Harley-Davidson sad it's shifting some jobs overseas to make motorcycles in Europe, raising Mr. Trump's ire, because Europe's tariffs make it more costly to make motorcycles for export from the U.S.

Smaller companies, like this metal nail producer, say they're already in "crisis mode" because steel and aluminum tariffs are raising supplier costs.

Stock and debt markets are starting to react

"The increase in trade tensions over the last month has become the key focus for markets," Deutsche Bank economist Torsten Sløk wrote in a note on Tuesday.

"While the direct macroeconomic impact of the existing measures will likely be small for now, further escalation may hurt growth by impacting confidence or tightening financial conditions." Escalating trade disputes, which lead to more tariffs or even other measures tied to trade, are "a real possibility," Sløk  wrote.

Even President Trump's former National Economic Adviser Gary Cohn is concerned about market reaction, Politico reported citing an interview.

"The economy is doing exactly what we thought and hoped it would do based on what the administration was able to accomplish in tax reform and the deregulatory agenda," Cohn told Politico. "Both were aimed at stimulating the economy through growth and job creation. And that's happened in a very positive way. Anything else that derails or confuses the economic agenda is confusing for the system."

Consumer confidence slipped in June

Consumer confidence declined slightly in June after improving in May. "While expectations remain high by historical standards, the modest curtailment in optimism suggests that consumers do not foresee the economy gaining much momentum in the months ahead," said Lynn Franco, economic indicators director at The Conference Board, which analyzes what consumers buy and watch.

The drop may stem from the heated rhetoric on trade, according to Reuters.

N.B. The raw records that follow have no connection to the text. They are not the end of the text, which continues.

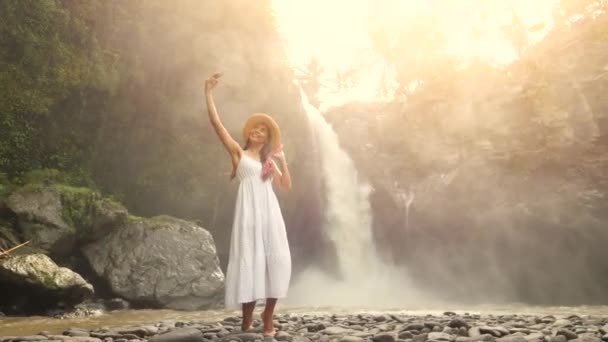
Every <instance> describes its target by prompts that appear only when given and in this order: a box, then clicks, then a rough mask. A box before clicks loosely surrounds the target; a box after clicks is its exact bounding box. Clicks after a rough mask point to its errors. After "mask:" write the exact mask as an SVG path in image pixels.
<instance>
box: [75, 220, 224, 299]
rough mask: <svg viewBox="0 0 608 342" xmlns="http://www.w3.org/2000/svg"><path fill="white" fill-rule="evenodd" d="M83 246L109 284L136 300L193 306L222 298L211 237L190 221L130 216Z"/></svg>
mask: <svg viewBox="0 0 608 342" xmlns="http://www.w3.org/2000/svg"><path fill="white" fill-rule="evenodd" d="M83 252H84V255H85V257H86V258H87V259H88V261H89V262H90V264H91V266H92V268H93V270H94V272H95V273H96V274H97V275H99V276H101V277H102V278H104V279H105V280H106V281H107V283H108V284H109V286H110V288H111V290H112V291H113V292H114V293H115V294H117V295H119V296H121V297H123V298H125V299H127V300H129V301H131V302H133V303H135V304H137V303H139V304H145V305H148V306H155V307H165V308H172V309H183V310H197V309H205V308H210V307H215V306H217V305H218V304H219V303H221V300H222V298H223V297H222V296H223V288H224V287H223V284H224V274H223V273H222V271H221V269H220V267H219V260H218V257H217V253H216V249H215V244H214V241H213V238H212V236H211V234H210V233H209V232H208V231H206V230H205V229H203V228H201V227H200V226H198V225H196V224H195V223H193V222H189V221H185V220H180V219H176V218H172V217H168V216H158V217H154V218H150V219H143V218H132V219H131V220H130V222H129V223H128V224H126V225H124V226H122V227H120V228H118V229H116V230H114V231H113V232H111V233H110V234H109V235H107V236H106V237H104V238H103V239H101V240H99V241H96V242H94V243H92V244H90V245H88V246H85V247H84V248H83Z"/></svg>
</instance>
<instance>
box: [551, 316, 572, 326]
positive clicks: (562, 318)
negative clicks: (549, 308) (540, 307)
mask: <svg viewBox="0 0 608 342" xmlns="http://www.w3.org/2000/svg"><path fill="white" fill-rule="evenodd" d="M551 325H552V326H554V327H569V326H572V322H570V320H567V319H565V318H560V319H557V320H555V322H553V324H551Z"/></svg>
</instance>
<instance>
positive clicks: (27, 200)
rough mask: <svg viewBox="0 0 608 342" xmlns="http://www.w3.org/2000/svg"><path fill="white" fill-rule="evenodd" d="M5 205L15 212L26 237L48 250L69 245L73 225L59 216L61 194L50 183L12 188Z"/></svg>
mask: <svg viewBox="0 0 608 342" xmlns="http://www.w3.org/2000/svg"><path fill="white" fill-rule="evenodd" d="M7 205H8V207H9V208H10V210H12V211H13V212H14V213H15V214H17V222H18V226H19V228H20V230H21V232H22V234H23V237H24V238H25V239H26V240H32V244H33V245H36V246H38V247H40V248H43V249H45V250H48V251H50V252H55V251H58V252H61V251H64V250H65V249H70V248H71V245H72V243H73V236H74V234H73V232H74V228H73V227H70V225H68V224H67V222H66V221H65V220H64V219H63V215H62V210H63V208H62V205H61V196H60V194H59V191H57V189H55V188H54V187H50V186H48V187H47V186H25V187H23V188H21V189H19V190H17V191H15V192H13V193H12V194H11V195H10V197H9V198H8V201H7Z"/></svg>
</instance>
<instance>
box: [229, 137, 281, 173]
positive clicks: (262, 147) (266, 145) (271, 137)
mask: <svg viewBox="0 0 608 342" xmlns="http://www.w3.org/2000/svg"><path fill="white" fill-rule="evenodd" d="M271 138H272V137H271V136H270V132H269V133H268V139H266V141H267V142H266V143H265V144H264V146H262V148H261V149H260V161H261V162H262V165H265V164H266V163H267V162H269V161H270V160H269V159H270V152H271V151H272V147H271V145H270V141H271ZM248 148H249V138H247V142H245V146H243V150H247V149H248ZM270 176H271V173H270V172H267V173H264V172H262V179H263V180H267V179H268V178H269V177H270ZM234 177H236V167H235V166H233V167H232V173H231V174H230V180H233V179H234Z"/></svg>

Consumer prices could start climbing

Higher prices may be in store for shoppers as farmers and manufacturers pass on cost increases for products from TVs to bourbon.

"We still think that protectionism alone is unlikely to kill the economic expansion. But it could worsen the slowdown we anticipate next year, and add to the domestic inflationary pressures that are already building," Michael Pearce, senior economist at Capital Economics, wrote in a recent note.

A worst-case scenario where all proposed tariffs are implemented might lead to a near 1 percent rise in consumer prices, he wrote.

The Federal Reserve is raising interest rates

As the economy chugs along and unemployment holds near record lows, U.S. banks are charging more for loans. That's because the Fed is steadily lifting its benchmark interest rates after a decade-long recovery from the Great Recession -- and it's expected to keep increasing them up to four times altogether this year.

That means higher rates for everything from mortgages to student loans.

More restrictive trade moves may be on the way

Stock markets rebounded a bit on Tuesday after Treasury Secretary Steven Mnuchin rebutted reports that the administration is set to release restrictions on Chinese investments in U.S. technology companies, saying the measure will apply more broadly.

The report follows President Trump's threat to hike tariffs on Chinese imports worth up to $450 billion over complaints Beijing steals technology or pressures foreign businesses to hand it over to Chinese companies.